The Weekend Quiz – March 10-11, 2018

Welcome to The Weekend Quiz. The quiz tests whether you have been paying attention or not to the blogs I post. See how you go with the following questions. Your results are only known to you and no records are retained.

Quiz #468

  • 1. A sovereign national government can run a balanced fiscal position over the business cycle (peak to peak) as long as it accepts that, after all the spending adjustments are exhausted, the private domestic balance will mirror the external balance. That means a country running an external deficit will have an increasingly indebted private domestic sector.
    • False
    • True
  • 2. A nation that manages its currency via a currency board (for example, Estonia and Latvia) has to have sufficient foreign reserves to match the outstanding central bank liabilities (reserves and cash outstanding). Under this arrangement it can always guarantee 100 per cent convertibility but has to endure deflationary tendencies unless it runs external surpluses.
    • False
    • True
  • 3. Modern Monetary Theory (MMT) allows for the possibility that trade union power can cause mass unemployment.
    • False
    • True

Sorry, quiz 468 is now closed.

You can find the answers and discussion here

This Post Has 8 Comments

  1. Did Estonia and Latvia use Currency Boards before adopting the euro? So I understand. But not today of cource. Swedish banks were acting like a shadow banking system in the Baltics selling people loans en masse defacto denominated in euros(pegged!). This ended up in a foreseable crisis 2008-9 when local currencies crashed putting the borrowers under water with revalued debts and falling real estate-prices. I was surprised the swedish centralbank and regulation authorities was not proactive enough?

    I wonder how these boards reacted? They must have known swed banks were selling naked euros with forward deliveries? A classical debt trap for countries with non-floating currency. Swedish bankcustomers were fooled to borrow in deutche marks during the ERM-system to earn the rate-differential. It worked well for some time! Hungary also had their housing-bust in euro!

    When capital were fleeing these baltics countries the Currency Board-system did not allow(as I understood) the central bank to “print money” for the local banks.

  2. @ThorLeif

    “When capital were fleeing these baltics countries the Currency Board-system did not allow(as I understood) the central bank to “print money” for the local banks.”

    It’s funny, because the ECB needed an aggregated $8 trillion from the Fed.

    See also https://www.gao.gov/assets/330/321506.pdf

    On page 129 they describe how the Fed opened a swap line to the Swiss National Bank so it could funnel dollars to UBS so they could create a SPV to buy $60 billion in bad assets. Thus the Fed printed a lot of money for big private sector finance firms in 2008 and after. The Fed’s signaling unlimited liquidity saved world markets. Constraints on public budgets are waived for private sector budgets.

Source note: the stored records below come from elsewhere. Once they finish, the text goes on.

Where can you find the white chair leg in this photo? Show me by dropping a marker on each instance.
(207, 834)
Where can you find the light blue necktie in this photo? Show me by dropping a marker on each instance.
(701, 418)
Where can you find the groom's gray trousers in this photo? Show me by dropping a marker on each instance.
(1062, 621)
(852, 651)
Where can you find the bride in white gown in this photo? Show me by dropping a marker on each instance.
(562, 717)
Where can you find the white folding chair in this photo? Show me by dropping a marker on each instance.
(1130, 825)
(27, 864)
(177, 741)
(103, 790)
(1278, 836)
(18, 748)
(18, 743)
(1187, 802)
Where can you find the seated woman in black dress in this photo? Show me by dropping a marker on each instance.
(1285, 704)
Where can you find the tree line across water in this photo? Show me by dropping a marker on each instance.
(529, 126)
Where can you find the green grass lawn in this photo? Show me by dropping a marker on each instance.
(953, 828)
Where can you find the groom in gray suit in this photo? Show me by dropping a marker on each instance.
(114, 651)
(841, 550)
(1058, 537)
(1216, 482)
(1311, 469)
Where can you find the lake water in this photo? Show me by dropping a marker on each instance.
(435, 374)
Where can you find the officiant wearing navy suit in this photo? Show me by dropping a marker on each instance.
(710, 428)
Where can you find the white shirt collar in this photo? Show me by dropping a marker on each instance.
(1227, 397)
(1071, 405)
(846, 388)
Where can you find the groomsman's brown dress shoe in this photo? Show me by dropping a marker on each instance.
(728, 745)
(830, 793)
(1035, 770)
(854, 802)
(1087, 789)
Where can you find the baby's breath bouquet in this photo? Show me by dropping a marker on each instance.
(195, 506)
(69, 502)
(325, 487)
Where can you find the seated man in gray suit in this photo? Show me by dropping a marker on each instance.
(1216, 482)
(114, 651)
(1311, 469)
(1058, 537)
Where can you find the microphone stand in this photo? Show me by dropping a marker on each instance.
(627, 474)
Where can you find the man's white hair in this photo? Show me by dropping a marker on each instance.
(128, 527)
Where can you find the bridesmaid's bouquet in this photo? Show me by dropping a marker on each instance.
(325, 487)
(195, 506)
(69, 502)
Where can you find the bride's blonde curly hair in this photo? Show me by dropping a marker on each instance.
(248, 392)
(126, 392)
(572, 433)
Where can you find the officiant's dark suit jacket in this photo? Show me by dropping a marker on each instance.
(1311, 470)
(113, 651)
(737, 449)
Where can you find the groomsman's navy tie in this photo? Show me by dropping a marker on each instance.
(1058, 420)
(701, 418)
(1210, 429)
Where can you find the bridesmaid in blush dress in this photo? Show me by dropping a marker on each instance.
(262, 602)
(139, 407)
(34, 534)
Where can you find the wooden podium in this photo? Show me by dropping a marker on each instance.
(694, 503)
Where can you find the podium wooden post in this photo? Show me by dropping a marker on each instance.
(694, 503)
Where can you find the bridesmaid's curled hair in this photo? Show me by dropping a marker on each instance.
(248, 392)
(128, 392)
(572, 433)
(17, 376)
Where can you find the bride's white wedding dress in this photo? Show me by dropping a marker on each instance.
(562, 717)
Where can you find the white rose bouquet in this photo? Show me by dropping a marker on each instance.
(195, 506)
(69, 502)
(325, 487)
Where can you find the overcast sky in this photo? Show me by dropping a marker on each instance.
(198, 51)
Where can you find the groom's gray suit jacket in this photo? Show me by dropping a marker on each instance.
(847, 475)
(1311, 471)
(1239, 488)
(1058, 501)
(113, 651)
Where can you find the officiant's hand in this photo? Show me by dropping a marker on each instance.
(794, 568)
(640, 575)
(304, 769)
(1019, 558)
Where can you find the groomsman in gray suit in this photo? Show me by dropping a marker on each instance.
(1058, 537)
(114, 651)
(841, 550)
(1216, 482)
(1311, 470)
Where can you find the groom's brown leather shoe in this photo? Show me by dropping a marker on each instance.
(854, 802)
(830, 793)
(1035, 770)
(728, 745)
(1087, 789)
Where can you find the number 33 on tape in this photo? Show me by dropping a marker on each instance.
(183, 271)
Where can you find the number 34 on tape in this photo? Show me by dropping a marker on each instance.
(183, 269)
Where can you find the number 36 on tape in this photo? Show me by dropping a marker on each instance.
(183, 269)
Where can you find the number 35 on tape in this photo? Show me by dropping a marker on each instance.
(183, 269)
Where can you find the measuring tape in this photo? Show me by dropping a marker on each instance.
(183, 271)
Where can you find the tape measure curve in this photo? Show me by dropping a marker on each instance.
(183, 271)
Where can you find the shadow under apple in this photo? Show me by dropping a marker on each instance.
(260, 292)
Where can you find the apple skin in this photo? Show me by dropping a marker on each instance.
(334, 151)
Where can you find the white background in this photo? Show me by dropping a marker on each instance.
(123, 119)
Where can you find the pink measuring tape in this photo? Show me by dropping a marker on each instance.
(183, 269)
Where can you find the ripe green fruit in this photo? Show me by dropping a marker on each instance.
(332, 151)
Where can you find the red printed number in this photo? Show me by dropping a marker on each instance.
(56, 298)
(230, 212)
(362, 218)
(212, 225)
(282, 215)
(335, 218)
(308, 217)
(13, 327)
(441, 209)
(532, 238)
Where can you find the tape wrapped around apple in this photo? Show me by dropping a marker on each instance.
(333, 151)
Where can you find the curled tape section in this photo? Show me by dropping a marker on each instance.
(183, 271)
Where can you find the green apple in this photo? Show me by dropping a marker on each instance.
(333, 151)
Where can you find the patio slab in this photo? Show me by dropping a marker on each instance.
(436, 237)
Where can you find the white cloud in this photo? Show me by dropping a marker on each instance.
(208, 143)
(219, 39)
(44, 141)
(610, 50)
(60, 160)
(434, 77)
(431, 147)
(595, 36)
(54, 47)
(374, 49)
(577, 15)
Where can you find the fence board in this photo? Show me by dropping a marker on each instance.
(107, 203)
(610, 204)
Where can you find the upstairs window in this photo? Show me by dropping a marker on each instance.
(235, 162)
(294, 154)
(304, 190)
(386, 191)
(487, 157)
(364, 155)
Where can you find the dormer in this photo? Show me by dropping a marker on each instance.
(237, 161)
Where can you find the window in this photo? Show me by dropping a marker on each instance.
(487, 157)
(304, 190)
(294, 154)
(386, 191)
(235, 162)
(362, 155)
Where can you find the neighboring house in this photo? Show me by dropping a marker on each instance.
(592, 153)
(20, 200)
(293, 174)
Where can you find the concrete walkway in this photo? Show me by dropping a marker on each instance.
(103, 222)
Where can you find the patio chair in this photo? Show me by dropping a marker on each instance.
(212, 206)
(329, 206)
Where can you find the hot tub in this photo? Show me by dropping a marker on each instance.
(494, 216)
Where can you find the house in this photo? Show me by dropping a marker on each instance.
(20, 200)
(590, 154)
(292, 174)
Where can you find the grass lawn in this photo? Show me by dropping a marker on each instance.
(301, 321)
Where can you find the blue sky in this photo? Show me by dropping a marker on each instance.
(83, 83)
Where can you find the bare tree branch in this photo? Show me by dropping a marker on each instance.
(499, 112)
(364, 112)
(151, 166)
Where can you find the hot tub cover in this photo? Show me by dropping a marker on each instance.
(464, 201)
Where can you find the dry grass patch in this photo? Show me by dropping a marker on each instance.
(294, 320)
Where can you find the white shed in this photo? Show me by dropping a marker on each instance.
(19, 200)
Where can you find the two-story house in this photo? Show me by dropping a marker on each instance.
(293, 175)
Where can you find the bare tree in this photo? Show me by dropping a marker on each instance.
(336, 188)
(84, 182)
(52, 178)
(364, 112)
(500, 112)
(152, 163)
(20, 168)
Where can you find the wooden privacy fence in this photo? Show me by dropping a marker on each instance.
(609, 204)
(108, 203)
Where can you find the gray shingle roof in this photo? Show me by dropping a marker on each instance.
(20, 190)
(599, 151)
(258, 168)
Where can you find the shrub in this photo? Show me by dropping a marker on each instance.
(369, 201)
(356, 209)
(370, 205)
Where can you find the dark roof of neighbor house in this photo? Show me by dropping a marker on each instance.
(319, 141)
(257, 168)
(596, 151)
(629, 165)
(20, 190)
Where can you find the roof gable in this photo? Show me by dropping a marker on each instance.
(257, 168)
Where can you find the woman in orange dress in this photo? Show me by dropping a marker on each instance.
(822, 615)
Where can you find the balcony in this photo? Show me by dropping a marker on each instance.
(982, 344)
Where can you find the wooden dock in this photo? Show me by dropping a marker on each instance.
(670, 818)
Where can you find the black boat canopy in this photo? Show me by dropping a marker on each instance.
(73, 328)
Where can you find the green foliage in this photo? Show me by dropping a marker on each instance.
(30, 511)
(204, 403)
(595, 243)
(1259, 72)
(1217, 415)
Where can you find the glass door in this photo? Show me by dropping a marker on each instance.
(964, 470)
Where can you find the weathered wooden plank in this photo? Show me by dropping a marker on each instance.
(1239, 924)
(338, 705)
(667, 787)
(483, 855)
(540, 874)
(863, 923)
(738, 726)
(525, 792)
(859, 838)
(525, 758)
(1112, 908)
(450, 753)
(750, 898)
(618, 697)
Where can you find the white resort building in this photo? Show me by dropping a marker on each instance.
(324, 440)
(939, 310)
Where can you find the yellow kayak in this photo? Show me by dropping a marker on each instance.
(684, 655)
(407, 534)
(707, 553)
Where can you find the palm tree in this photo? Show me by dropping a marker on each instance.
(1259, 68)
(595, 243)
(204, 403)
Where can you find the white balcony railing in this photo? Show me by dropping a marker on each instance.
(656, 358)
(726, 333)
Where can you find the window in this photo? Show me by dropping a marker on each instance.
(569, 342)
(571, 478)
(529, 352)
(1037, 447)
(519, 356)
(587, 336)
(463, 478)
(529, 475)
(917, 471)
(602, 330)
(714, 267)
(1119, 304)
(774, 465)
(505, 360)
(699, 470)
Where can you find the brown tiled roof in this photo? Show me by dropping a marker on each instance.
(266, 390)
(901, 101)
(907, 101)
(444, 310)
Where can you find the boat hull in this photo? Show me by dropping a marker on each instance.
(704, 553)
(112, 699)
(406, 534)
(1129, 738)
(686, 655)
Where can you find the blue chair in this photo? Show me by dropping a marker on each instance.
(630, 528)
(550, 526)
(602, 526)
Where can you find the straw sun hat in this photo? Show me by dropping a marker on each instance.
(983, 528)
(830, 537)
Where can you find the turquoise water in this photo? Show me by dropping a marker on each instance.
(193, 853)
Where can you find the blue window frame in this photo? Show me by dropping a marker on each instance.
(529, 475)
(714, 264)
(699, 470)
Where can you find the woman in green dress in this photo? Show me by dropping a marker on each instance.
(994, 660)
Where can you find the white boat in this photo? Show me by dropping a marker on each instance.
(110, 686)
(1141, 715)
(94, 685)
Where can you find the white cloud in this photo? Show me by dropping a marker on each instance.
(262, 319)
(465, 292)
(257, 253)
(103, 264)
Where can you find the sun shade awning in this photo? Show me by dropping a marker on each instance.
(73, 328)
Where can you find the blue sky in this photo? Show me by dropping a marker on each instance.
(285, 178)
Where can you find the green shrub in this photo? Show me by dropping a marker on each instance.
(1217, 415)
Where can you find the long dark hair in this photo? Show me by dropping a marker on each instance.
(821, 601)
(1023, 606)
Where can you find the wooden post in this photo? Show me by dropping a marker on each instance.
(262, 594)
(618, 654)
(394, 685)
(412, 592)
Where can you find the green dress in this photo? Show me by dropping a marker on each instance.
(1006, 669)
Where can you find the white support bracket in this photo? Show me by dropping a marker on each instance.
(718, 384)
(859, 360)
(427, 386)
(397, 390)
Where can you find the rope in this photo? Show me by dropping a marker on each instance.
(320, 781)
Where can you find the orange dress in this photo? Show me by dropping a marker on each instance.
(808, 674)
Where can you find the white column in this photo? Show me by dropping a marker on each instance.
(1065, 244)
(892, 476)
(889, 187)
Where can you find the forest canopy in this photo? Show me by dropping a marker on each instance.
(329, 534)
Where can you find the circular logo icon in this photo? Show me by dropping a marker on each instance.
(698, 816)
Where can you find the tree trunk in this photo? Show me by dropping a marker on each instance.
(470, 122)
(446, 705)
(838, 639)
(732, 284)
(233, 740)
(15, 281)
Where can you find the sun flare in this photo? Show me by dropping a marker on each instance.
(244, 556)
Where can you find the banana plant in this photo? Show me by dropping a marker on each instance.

    The Fed should have opened swap lines to many more central banks, like Greece. The ECB used swap lines to bail out private banks, but took a hard stance with public budgets.

  3. “after all the spending adjustments are exhausted”

    Note that as much as $21 trillion in unsupported adjustments have accumulated over the decades.
    See https://www.fiscal.treasury.gov/fsreports/rpt/finrep/finrep16/gao/fr_gao_report_append_ii.htm

    “As a result of the above-noted circumstances, the federal government’s ability to determine the impact of these differences on the amounts reported in the accrual-based consolidated financial statements is significantly impaired.”

    When you total up all the unsupported adjustments over the decades the GAO has been noting them in appendices and footnotes, Prof. Mark Skidmore found $21 trillion.

    https://msutoday.msu.edu/news/2017/msu-scholars-find-21-trillion-in-unauthorized-government-spending-defense-department-to-conduct/

  4. 3/3 – either I am getting more MMT-astute or questions were a tad easier this week.

    Happy days!

  5. Robert Mitchell 10:44;

    In fact both the IMF and ECB incl swedish Riksbank had to assist the Baltic states. But not with swap-lines to my recall(loans and guaranties). Sorry but the FED could not assist euro-member countries directly. National central banks in the euro-zone have all given up their sovereignty according to the treaty. By the way; US FED demand high quality collateral. Greek government bonds i.e were at the time falling towards zero without ECB assistance(bailout of european holders(banks i.e).